Despite an “exceptionally dire” start to the pandemic, when a wave of order cancellations brought business to a standstill, about 90% of Eli’s employees were back at work within about four months, Schulman said.

Diversification allowed the company to keep going as the pandemic continued, Schulman said; in particular, Eli’s saw the share of its mail-order business grow to as high as about 10%. Chicago’s central location made it easier to ship frozen cheesecakes around the country than if Eli’s had been based on either coast, he said.

Eli’s has continued to rebound, hiring about 80 people over the last six months. The company is on track to surpass the number of jobs needed to meet employment targets associated with tax incentives it received for the project, which require Eli’s to grow from 225 to 300 employees over two years. “We’ll definitely exceed that,” Schulman said. All Eli’s employees are based in Chicago.

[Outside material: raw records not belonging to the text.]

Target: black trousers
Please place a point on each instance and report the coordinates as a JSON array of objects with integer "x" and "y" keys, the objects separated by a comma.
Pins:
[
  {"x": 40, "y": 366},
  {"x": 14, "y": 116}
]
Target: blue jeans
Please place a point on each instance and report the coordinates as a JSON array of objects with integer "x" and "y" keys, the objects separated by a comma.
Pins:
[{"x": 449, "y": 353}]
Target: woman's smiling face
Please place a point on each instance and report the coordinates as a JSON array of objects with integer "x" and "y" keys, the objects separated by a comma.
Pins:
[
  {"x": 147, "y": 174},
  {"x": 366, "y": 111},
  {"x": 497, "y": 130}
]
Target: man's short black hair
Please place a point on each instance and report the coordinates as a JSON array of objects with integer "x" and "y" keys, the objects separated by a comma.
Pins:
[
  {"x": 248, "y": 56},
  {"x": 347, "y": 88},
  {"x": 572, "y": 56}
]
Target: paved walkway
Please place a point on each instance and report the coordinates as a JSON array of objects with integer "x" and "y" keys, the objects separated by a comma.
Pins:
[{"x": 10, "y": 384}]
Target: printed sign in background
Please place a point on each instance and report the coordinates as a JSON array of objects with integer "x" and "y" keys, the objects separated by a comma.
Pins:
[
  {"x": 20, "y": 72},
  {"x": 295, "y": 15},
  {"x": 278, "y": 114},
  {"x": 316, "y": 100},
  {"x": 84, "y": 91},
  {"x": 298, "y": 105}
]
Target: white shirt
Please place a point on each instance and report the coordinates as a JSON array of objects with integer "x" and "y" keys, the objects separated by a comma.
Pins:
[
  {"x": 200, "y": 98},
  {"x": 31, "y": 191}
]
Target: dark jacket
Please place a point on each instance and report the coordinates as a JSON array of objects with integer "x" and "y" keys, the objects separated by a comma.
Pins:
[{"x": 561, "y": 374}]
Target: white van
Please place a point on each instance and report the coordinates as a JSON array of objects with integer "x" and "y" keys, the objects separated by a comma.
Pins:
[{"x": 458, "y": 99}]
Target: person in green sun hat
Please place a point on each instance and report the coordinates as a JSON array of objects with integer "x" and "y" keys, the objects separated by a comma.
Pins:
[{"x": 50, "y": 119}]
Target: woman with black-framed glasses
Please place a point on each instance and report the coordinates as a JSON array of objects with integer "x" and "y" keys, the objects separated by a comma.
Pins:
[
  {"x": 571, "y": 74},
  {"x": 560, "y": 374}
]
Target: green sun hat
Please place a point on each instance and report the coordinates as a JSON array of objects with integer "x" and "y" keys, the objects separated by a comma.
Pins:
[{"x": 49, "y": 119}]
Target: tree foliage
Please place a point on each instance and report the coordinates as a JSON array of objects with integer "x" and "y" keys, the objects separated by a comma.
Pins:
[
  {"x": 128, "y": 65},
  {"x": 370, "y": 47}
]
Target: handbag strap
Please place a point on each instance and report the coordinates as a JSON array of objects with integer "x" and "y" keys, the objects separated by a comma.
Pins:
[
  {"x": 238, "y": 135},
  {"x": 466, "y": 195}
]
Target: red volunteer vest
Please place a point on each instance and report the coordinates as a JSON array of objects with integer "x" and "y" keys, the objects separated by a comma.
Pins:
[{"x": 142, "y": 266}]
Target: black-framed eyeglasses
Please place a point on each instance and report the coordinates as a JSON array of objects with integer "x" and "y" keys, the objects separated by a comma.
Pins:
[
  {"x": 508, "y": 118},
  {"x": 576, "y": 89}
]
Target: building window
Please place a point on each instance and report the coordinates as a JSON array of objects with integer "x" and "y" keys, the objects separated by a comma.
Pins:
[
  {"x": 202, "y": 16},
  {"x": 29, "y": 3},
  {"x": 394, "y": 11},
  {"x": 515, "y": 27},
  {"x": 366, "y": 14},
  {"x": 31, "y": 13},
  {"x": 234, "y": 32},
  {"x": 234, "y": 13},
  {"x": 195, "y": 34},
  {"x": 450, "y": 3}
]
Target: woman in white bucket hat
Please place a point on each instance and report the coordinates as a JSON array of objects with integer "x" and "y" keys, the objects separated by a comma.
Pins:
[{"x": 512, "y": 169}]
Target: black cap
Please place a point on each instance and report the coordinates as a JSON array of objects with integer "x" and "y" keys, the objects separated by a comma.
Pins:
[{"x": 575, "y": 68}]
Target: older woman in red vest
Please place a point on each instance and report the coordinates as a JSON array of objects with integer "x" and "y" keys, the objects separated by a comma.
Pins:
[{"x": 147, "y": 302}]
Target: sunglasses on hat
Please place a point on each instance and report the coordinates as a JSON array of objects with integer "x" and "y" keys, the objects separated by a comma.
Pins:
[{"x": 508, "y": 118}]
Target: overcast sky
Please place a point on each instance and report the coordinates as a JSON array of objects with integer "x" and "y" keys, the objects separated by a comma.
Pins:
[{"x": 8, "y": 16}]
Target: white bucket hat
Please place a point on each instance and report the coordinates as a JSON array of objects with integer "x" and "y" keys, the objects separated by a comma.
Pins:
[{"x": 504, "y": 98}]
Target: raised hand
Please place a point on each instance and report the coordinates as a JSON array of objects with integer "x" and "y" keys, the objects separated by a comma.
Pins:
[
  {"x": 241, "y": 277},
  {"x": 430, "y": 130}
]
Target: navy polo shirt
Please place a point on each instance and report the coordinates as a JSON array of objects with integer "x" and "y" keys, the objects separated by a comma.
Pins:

Incentives include a $203,250 tax credit from the state’s Economic Development for a Growing Economy program and a Class 6(b) property tax incentive from the city.

More than 50 of the company’s most recent hires have been refugees from Afghanistan, the company said in a news release. Eli’s has long emphasized employing refugees.

The Chicago-style cheesecakes — dense and creamy, baked on a butter cookie crust — were served exclusively at Eli Schulman’s restaurant, Eli’s The Place for Steak, until 1980, when the cakes made a smashing success at the first Taste of Chicago.

These days, Schulman estimates about 60% of Eli’s business comes from the food service sector, including partnerships with airlines such as United and American and chain restaurants including Culver’s, which Eli’s partnered with around the beginning of the pandemic. The rest of the cheesecake business comes from retail sales, including at grocery stores such as Jewel-Osco and Mariano’s, and mail orders.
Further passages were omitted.